Methods: A total of 5695 subjects with MDD, defined by the DSM-IV criteria, were included in our analysis. Current smokers, former smokers, and lifetime nonsmokers were compared in terms of demographic, clinical characteristics, and functional level. Suicidality, evaluated by history of suicide ideation and attempts while in a low mood was evaluated and compared among the groups.
Results: Current smokers with MDD showed a greater number of DSM-IV symptoms while in acute episodes, a higher rate of alcohol and drug-use disorders, and poorer functional levels than nonsmokers. Previous smokers displayed intermediate characteristics between current smokers and nonsmokers.

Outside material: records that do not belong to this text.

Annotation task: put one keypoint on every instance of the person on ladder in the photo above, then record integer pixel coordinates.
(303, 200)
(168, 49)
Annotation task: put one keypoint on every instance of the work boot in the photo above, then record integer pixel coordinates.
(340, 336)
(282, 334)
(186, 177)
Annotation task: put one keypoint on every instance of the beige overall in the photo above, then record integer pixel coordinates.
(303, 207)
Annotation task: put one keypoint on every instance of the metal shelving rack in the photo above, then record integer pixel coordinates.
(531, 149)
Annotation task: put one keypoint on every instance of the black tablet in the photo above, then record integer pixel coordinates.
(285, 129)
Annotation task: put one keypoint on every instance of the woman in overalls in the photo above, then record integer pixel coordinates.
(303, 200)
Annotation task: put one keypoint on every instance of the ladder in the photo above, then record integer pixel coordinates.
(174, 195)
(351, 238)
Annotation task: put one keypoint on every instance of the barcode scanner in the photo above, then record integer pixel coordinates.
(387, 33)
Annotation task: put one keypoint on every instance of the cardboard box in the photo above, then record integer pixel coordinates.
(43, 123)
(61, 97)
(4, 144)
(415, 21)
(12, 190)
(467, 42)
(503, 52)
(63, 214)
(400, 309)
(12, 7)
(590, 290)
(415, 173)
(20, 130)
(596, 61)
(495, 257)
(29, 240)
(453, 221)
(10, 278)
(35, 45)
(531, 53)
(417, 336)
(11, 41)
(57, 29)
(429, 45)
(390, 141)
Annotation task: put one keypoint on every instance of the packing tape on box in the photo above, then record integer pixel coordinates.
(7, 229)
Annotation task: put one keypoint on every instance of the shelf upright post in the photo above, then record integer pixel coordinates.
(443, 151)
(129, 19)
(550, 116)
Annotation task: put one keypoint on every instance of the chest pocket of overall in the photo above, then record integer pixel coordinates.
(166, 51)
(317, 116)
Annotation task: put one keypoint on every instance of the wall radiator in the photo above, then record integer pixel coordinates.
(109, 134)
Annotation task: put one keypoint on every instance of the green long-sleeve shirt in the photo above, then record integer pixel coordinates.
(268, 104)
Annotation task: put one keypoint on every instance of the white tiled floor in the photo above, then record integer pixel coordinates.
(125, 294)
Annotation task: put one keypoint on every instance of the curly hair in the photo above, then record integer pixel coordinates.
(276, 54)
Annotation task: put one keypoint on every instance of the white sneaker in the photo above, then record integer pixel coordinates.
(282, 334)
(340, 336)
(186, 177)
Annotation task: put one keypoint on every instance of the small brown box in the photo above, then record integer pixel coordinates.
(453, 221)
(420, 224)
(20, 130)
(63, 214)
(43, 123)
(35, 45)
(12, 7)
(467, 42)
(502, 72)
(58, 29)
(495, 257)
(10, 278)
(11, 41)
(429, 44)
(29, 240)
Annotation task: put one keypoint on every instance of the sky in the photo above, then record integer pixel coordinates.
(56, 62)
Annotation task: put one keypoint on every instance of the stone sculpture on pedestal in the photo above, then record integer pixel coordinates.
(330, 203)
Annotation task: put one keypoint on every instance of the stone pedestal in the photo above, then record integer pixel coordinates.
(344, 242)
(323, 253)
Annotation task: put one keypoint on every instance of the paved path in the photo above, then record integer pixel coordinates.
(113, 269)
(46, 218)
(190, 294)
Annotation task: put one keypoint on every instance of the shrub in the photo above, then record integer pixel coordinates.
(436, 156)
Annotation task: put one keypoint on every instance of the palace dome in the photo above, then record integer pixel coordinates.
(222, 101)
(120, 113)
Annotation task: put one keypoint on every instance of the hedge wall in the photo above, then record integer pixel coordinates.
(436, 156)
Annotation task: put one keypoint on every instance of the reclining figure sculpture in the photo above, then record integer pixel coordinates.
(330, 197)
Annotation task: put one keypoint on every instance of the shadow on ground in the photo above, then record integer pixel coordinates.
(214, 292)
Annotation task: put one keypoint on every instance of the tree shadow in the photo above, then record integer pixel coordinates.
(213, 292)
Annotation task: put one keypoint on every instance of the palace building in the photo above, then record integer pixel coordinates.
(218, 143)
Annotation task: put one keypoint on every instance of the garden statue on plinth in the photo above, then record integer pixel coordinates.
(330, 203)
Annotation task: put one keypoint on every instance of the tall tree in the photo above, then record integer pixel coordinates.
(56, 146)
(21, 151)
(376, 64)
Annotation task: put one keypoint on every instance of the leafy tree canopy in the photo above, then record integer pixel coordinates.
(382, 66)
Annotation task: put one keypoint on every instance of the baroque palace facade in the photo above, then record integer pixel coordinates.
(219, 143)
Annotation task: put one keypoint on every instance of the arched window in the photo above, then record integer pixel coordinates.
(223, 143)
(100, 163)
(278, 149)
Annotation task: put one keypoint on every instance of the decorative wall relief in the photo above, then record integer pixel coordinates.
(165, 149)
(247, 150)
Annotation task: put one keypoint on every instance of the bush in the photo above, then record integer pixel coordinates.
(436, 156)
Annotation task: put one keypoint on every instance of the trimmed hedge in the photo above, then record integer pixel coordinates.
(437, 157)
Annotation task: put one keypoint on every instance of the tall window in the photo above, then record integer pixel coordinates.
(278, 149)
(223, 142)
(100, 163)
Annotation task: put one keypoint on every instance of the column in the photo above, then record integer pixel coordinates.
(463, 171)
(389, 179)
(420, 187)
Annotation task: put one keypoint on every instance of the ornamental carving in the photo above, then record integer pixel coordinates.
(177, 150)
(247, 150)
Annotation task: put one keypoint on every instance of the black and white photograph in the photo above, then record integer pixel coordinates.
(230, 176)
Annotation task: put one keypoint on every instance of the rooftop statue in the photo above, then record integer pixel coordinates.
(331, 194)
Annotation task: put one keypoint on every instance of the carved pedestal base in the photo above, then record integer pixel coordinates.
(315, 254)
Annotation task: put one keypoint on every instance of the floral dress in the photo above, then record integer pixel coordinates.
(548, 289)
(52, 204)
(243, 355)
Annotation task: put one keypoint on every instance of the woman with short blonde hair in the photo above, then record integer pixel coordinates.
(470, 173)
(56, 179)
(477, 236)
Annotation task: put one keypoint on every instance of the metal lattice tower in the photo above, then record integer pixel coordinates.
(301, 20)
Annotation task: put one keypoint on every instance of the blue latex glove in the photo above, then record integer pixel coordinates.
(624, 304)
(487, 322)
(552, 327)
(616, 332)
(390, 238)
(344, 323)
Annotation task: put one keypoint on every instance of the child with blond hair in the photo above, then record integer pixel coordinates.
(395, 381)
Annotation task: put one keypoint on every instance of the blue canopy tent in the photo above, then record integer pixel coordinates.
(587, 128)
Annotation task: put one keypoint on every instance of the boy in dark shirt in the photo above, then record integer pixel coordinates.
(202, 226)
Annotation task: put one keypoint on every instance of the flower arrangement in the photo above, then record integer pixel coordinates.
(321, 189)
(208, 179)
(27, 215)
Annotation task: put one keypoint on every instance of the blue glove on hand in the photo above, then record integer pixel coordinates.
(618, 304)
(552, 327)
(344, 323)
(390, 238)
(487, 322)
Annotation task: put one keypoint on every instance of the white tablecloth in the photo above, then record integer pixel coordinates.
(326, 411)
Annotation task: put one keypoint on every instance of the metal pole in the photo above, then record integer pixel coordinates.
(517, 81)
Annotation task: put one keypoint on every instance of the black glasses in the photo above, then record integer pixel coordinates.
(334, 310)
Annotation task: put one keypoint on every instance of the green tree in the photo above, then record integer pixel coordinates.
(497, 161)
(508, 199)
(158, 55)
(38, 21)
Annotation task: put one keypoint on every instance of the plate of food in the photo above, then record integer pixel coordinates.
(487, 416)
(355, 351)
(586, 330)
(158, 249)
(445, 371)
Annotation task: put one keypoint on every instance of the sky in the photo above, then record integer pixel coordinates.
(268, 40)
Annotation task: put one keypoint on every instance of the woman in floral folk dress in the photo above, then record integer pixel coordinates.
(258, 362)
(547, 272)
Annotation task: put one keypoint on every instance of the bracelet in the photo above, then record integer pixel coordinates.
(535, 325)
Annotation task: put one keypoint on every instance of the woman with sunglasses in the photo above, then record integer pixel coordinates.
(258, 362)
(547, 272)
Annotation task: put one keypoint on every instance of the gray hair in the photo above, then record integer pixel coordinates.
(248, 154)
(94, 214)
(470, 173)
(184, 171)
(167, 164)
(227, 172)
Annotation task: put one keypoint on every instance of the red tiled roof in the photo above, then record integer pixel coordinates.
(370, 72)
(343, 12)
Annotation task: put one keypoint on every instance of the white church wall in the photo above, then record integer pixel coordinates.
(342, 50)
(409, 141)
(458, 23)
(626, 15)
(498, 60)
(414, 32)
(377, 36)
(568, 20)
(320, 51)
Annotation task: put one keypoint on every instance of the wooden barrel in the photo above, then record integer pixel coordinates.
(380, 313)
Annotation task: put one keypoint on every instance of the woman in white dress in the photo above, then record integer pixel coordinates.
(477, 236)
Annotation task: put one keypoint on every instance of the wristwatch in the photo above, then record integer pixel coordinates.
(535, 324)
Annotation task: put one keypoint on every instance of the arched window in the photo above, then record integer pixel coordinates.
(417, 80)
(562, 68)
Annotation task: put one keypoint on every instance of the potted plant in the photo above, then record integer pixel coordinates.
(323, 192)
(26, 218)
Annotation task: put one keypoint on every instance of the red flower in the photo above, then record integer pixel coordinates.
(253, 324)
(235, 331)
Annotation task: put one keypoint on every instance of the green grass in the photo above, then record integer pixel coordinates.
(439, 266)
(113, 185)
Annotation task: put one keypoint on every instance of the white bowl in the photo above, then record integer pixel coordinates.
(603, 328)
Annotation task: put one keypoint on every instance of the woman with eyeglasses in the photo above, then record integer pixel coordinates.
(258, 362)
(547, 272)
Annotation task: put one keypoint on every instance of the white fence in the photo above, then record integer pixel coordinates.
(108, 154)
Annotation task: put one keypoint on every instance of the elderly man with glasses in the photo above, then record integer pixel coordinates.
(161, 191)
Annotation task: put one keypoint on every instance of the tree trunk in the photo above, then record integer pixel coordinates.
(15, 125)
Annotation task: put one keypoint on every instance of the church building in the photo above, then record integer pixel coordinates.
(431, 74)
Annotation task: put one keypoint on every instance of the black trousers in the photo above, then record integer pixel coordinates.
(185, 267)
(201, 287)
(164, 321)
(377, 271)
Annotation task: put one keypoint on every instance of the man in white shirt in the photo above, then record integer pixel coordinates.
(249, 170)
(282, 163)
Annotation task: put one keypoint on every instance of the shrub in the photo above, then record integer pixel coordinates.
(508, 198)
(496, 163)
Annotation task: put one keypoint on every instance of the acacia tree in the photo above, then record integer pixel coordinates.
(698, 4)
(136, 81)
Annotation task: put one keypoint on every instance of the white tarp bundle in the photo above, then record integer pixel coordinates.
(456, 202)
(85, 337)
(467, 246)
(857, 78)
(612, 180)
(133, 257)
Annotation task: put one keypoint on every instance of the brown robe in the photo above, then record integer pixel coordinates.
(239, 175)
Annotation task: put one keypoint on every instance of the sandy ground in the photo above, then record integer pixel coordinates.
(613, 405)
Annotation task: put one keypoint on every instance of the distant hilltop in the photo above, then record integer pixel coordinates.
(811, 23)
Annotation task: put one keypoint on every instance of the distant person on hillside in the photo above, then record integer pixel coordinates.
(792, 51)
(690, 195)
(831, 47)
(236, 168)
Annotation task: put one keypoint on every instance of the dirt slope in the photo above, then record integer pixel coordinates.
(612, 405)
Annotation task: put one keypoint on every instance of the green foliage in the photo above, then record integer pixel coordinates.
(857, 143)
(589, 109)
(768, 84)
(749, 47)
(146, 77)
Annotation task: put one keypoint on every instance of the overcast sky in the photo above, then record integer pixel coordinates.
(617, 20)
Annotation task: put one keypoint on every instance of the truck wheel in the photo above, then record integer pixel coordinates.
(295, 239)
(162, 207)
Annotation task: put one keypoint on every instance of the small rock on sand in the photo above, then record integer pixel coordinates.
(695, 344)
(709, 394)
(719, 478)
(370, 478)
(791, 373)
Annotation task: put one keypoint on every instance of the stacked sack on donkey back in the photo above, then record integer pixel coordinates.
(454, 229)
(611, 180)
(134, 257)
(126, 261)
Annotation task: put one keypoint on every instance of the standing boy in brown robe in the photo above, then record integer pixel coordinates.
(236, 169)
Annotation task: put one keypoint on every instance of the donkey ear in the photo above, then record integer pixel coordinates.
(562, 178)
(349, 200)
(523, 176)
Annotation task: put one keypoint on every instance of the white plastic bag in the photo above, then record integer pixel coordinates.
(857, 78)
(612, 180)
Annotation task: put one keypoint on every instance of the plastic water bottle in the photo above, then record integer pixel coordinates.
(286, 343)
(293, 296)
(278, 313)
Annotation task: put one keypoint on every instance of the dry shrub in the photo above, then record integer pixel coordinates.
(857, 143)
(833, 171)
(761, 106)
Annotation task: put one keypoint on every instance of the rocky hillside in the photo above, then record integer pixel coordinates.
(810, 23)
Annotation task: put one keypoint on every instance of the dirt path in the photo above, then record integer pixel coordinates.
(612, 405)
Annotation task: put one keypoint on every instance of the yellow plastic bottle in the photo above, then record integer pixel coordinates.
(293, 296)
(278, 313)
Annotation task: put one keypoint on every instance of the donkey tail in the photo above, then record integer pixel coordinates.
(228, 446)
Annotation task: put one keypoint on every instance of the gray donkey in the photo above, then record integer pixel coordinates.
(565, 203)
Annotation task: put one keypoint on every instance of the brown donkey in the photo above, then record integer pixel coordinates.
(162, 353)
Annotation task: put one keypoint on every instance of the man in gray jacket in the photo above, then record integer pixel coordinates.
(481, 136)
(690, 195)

The logistic regression analysis revealed that both current and former smoking status predicted the risk of having a history of attempted suicide (current smokers: odds ratio 1.62, 95% C.I. 1.42-1.86; former smokers: odds ratio 1.37, 95% C.I. 1.13-1.66) after adjusting for demographic data, a history of subthreshold hypomania, and a lifetime axis II/anxiety/alcohol use/substance-use disorder.
Limitations: Retrospective, cross-sectional evaluation; suicidality assessed only in the most severe depressive episode.
Conclusions: The present study corroborates that smokers with MDD showed distinct clinical characteristics, and cigarette smoking can predict attempted suicide in a community representative sample of people with MDD.
Keywords: Depression; Epidemiologic database; Smoking; Suicide.